Nur ein paar Leichenteile schwammen in dem Flutbecken in Sachsen: Arme, Torso, ein Teil des Beckens, Oberschenkelknochen. Der Tote musste ein Mann im Alter von 21 bis 30 Jahren gewesen sein, athletisch gebaut, etwa 1,70 Meter groß. Seine Überreste lagen schon bis zu zwei Wochen im Wasser. So viel war klar, aber der Polizei nutzte das nichts: Ohne die Identität des Toten zu kennen, hatten die Fahnder kaum einen Ermittlungsansatz.

Also schickten sie Gewebeproben des Unbekannten ins Institut für Rechtsmedizin nach München, für eine Isotopenanalyse. Die Biologin Christine Lehn fand heraus, dass der Tote sein Leben lang im Umkreis des Fundortes seiner Leichenteile gewohnt haben musste - und dass seine Familie wohl einen asiatischen Migrationshintergrund hat. Das waren die Angaben, die die Polizei bald zum Ermittlungserfolg führten: Der Tote war ein 23-Jähriger, der tatsächlich in Leipzig aufgewachsen und Sohn einer Deutschen und eines Ostasiaten war - bevor er Opfer eines Verbrechens wurde.

Neue wissenschaftliche Methode

Die Isotopenanalyse zur Identifizierung von Toten wird noch nicht lange für Ermittlungen der Polizei verwendet. Aber sie ist eine dieser neuen wissenschaftlichen Methoden, mit deren Hilfe Fahnder Verbrechern immer häufiger auf die Spur kommen. Das Rechtsinstitut München war vor gut zehn Jahren sogar Vorreiter bei der Entwicklung der Isotopenanalyse. Auch heute noch landen alle schwierigen Fälle aus der Bundesrepublik, Österreich und der Schweiz auf Lehns Tisch. Die Wissenschaftlerin hilft inzwischen auch bei bizarren Fällen, etwa wenn die Herkunft eines Eichhörnchenkadavers bestimmt werden muss, den ein Pelzanbieter von militanten Tierschützern geschickt bekommen hat.
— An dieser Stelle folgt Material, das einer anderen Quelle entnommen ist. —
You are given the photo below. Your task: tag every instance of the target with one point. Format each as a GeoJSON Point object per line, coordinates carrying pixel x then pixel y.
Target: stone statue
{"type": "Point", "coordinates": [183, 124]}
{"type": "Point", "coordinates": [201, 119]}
Meist geht es aber um Menschen. Mit Hilfe der Isotopenanalyse können Lehn und ihr Kollege, der Geologe Peter Horn, im Idealfall das ganze Leben einer Leiche rekonstruieren: Wo hat der Tote seine Kindheit verbracht, wann ist er in ein anderes Land gezogen, wie weit hat er vom Meer entfernt gewohnt und welche Ernährungsgewohnheiten hatte er? Allerdings ist die Interpretation der Daten aus Haaren, Fingernägeln, Knochen und Zähnen manchmal schwierig, gerade wenn ein Mensch im Laufe seines Lebens oft umgezogen ist. "Wenn jemand nicht sesshaft ist, hat er ziemlich viel geografischen Mischmasch im Körper", sagt Lehn.
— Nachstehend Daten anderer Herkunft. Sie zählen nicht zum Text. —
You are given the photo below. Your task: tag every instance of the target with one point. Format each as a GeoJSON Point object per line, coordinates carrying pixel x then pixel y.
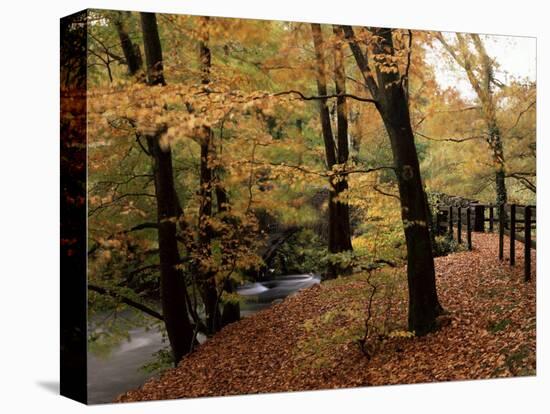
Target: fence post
{"type": "Point", "coordinates": [501, 231]}
{"type": "Point", "coordinates": [512, 234]}
{"type": "Point", "coordinates": [459, 226]}
{"type": "Point", "coordinates": [451, 221]}
{"type": "Point", "coordinates": [469, 226]}
{"type": "Point", "coordinates": [527, 243]}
Jeder Mensch hat ein individuelle Isotopensignatur

Isotope sind unterschiedlich schwere Atomarten eines Elements. Jeder Mensch nimmt sie von Geburt an durch Nahrung, Luft und Wasser in den Körper auf und verfügt so über eine individuelle Isotopensignatur - je nachdem, wo er gelebt hat. Lehn untersucht dabei die Bioelemente Wasserstoff, Kohlenstoff, Stickstoff, Sauerstoff und Schwefel. Ihr Kollege Horn die Geoelemente Strontium und Blei.
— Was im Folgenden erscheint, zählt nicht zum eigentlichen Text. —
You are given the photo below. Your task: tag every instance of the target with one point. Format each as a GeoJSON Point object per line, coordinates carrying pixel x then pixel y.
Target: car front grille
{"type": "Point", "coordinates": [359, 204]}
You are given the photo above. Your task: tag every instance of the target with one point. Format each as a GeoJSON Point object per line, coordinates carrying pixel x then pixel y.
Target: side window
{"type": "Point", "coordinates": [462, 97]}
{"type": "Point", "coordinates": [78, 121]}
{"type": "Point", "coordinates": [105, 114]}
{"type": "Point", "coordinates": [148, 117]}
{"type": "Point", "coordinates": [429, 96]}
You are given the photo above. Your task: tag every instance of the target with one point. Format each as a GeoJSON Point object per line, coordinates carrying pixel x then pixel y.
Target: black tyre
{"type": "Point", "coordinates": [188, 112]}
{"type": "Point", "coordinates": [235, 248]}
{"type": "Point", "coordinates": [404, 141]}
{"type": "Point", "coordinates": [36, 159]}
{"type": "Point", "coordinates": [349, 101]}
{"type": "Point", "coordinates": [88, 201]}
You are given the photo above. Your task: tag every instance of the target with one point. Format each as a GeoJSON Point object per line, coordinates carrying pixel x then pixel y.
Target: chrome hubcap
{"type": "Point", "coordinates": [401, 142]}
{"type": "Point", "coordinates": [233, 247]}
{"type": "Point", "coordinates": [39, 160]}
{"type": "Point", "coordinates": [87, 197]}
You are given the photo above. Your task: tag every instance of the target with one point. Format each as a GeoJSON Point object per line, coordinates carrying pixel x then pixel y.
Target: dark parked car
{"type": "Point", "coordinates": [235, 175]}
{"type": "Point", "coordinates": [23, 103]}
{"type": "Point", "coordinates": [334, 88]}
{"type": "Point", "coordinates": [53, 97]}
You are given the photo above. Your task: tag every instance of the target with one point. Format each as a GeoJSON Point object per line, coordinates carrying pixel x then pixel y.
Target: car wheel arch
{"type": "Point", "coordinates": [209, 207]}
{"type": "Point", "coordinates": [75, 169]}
Die Isotopenverhältnisse von Wasserstoff und Sauerstoff in einem Körper sagen zum Beispiel etwas darüber aus, in welchem Klima ein Mensch gelebt hat. Stickstoff verrät den Wissenschaftlern, ob ein Mensch viel Fleisch, Milchprodukte oder Fisch gegessen hat. Und US-Amerikaner unterscheidet von Europäern der Isotopenwert des Kohlenstoffs. "Wir essen hier viel Getreide und Kartoffeln, unser Zucker ist aus Zuckerrüben. In den USA ist Mais die Grundlage vieler Nahrungsmittel, und Limonade oder Gebäck werden mit Zucker aus Zuckerrohr versüßt", sagt Lehn. Mais und Zuckerrohr sind Pflanzen mit einem hohen Kohlenstoffisotopenwerten.